Managed code is run during orderly shutdowns in two places: the AppDomain.ProcessExit event and inside the Finalize method for all finalizable objects in the heap. (The term “orderly shutdown” is used to distinguish an Environment.Exit from a P/Invoke to kernel32!TerminateProcess, for instance.) Just as with the example described for native code, threads can be suspended while they hold arbitrary locks and have partially mutated state to the point where invariants do not hold any longer. Instead of permitting the shutdown code to observe this state–possibly causing corruption or unhandled exceptions on the finalizer thread–the CLR treats lock acquisitions as it normally does.
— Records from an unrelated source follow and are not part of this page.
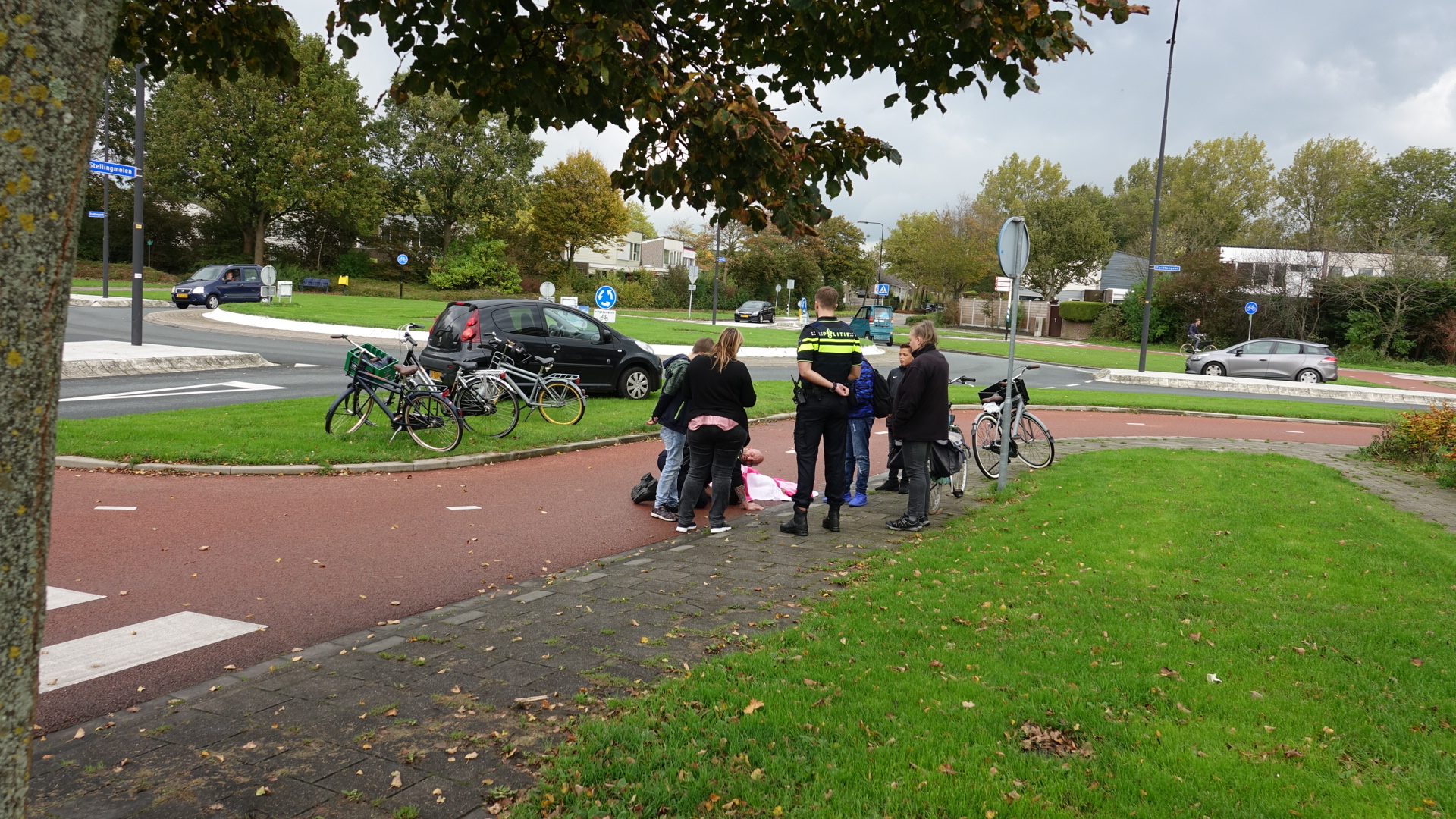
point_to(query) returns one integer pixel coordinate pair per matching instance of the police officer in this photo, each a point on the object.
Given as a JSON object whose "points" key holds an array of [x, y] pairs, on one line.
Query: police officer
{"points": [[829, 363]]}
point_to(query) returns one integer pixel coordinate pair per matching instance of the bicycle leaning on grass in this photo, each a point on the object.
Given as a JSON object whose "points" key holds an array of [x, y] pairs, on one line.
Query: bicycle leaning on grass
{"points": [[376, 379], [1030, 438], [492, 395]]}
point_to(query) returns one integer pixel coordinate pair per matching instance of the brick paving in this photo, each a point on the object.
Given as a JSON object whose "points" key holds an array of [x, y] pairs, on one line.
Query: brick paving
{"points": [[450, 710]]}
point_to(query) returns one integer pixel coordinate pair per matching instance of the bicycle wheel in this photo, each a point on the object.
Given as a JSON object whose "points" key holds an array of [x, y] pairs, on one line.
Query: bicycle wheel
{"points": [[563, 403], [350, 411], [433, 422], [491, 407], [1034, 444], [986, 445]]}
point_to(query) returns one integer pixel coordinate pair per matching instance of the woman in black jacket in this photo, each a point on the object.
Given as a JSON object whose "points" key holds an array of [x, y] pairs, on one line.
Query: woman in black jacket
{"points": [[922, 416], [717, 391]]}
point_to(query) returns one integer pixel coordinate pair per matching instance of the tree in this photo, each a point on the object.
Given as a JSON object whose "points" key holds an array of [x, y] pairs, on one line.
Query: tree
{"points": [[705, 134], [577, 207], [1069, 242], [638, 221], [452, 174], [256, 150], [1315, 186], [1015, 184]]}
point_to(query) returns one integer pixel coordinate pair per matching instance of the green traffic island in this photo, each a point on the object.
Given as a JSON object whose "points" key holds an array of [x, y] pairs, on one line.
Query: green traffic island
{"points": [[290, 431], [1123, 634]]}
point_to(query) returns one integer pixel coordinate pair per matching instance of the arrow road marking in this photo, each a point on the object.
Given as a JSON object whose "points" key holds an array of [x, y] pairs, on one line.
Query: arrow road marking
{"points": [[168, 391], [130, 646]]}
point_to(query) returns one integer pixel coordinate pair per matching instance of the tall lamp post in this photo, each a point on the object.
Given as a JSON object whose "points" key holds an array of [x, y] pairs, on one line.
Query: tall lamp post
{"points": [[880, 262], [1158, 199]]}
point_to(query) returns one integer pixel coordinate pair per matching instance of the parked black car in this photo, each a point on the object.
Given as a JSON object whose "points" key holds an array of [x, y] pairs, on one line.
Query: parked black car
{"points": [[604, 359], [218, 283], [756, 312]]}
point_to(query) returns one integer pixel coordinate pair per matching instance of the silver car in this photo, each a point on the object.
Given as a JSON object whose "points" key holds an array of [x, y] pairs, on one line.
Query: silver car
{"points": [[1269, 359]]}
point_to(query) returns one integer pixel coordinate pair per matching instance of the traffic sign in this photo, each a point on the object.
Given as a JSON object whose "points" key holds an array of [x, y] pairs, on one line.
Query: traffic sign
{"points": [[114, 169], [606, 297], [1014, 246]]}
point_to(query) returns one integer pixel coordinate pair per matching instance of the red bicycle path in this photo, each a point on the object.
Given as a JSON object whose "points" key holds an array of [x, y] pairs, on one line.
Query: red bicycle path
{"points": [[313, 557]]}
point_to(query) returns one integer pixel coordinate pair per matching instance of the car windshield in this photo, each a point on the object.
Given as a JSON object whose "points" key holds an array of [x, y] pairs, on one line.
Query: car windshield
{"points": [[210, 273]]}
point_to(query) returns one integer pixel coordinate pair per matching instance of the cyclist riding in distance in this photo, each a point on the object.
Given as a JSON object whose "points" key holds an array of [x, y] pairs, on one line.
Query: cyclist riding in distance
{"points": [[1196, 335]]}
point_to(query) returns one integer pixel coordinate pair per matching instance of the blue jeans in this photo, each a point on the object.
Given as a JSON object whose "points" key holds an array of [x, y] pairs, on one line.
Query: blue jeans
{"points": [[676, 447], [856, 453]]}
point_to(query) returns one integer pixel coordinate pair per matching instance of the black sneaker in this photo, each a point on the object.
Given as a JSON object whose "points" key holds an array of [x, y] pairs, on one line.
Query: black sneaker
{"points": [[906, 523]]}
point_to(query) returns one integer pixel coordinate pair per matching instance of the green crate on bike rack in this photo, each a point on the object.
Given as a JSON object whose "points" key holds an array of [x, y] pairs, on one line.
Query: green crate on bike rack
{"points": [[372, 360]]}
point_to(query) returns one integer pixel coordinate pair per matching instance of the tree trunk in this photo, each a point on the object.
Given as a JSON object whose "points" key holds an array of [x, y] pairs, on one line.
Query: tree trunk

If a lock was orphaned in the process of stopping all running threads, then, the shutdown code path will fail to acquire the lock. If these acquisitions are done with non-timeout (or long timeout) acquires, a hang will ensue. To cope with this (and any other sort of hang that might happen), the CLR annoints a watchdog thread to keep an eye on the finalizer thread. Although configurable, by default the CLR will let finalizers run for 2 seconds before becoming impatient; if this timeout is exceeded, the finalizer thread is stopped, and shutdown continues without draining the rest of the finalizer queue.
This is typically not horrible since many finalizers are meant to cleanup intra-process state that Windows will cleanup automatically anyway. This covers things like file HANDLEs. But it does mean that any additional logic won’t be run, like flushing file write-buffers. And for any cross-process state, you’re screwed and had better have a fail-safe plan in place, like detecting corrupt machine-wide state and repairing upon the next program restart. (For what it’s worth, DLL_PROCESS_DETACH notifications aren’t run in all process exits either, so this really is not any worse than what you have with native code today.)
AppDomain unloads are very different beasts. Any reliability-critical code that will run as part of unload (CERs, critical finalizers, and generally any Cer.Success/Consistency.WillNotCorruptState methods) should strictly only ever acquire locks that are always dealt with in a reliable manner throughout the code-base. That statement is actually a little too strong. In reality, either (1) locks must never be orphaned (aside from process exit) or (2) the associated broken state invariants that will occur (e.g. in the face of asynchronous exceptions) can be tolerated.
Unfortunately, we don’t give you access to Monitor.ReliableEnter (the BCL team gets to use it, though, as it’s internal to mscorlib), which means almost nobody is equipped to do (1) today. It’s impossible to write code that will reliably release a monitor in the face of possible asynchronous thread aborts and out of memory exceptions without it. Only a very tiny fraction of the BCL actually deals with locks in such a strictly reliable manner, so as a general rule of thumb very little of it actually acquires and releases locks while executing reliable-critical code. Without the risk of deadlock that is. Hosts will of course use policy to escalate to rude AppDomain unloads in the face of hangs, much like the CLR does by default for process exit.
(Note: Thanks to Jan Kotas–a SDE on the CLR team–for noticing that I confused AppDomain unloads with process exit in my last post, in addition to pointing out that appearances are deceiving: the multi-threaded CRT can actually suffer from the sort of shutdown problems outlined in the last post.)